Fabrication and Modification of Polymer Membranes via Ink-Jet Printing and Click Chemistry
Water desalination is currently a relatively expensive process that is done in most cases by RO technology and to a lesser extent utilizing nanofiltration (NF). The leading RO technology uses polymeric thin film composite (TFC) membranes that typically include a selective thin polyamide layer that is permeable to water but impermeable to larger molecules or salt ions, on an ultrafiltration support. They have a limited life span due to degradation by oxidants (hypochlorite), mineral scaling, and (bio)fouling.

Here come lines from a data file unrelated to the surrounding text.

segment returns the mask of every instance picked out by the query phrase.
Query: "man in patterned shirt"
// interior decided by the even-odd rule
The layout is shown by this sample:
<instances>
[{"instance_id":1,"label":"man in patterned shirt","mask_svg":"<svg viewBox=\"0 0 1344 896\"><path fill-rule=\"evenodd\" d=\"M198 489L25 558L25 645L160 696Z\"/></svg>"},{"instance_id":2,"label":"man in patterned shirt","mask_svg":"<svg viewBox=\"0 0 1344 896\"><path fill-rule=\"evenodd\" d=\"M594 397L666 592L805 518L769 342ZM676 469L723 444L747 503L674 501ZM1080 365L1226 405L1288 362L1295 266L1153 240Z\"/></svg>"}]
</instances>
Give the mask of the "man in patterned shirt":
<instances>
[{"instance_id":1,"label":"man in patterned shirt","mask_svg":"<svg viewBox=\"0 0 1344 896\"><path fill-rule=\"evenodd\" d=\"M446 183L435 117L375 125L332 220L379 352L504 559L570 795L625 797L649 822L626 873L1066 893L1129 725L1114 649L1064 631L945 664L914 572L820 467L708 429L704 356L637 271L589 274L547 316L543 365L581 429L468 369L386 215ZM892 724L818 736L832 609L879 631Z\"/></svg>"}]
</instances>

However, new membrane compositions or modifications to the thin polyamide top layer may lead to more durable stable membranes, membranes with unique separation characteristics, or membranes with other enhanced performance or antifouling characteristics. Here we show interfacial polymerization methods for fabrication of TFC polyamide membranes using ink-jet printing. Patterned membranes were printed using different monomer solutions in the printer, which led to novel membranes of variable performance, stability and nanostructure. Surface modification with covalently attached antimicrobial peptides also gave surfaces with antimicrobial activity. Since water composition varies from location to location, and taylor made membranes to address unique needs would be desirable, these methods have the potential to be incorporated into current roll to roll fabrication techniques for adding unique functionality to commercial membranes.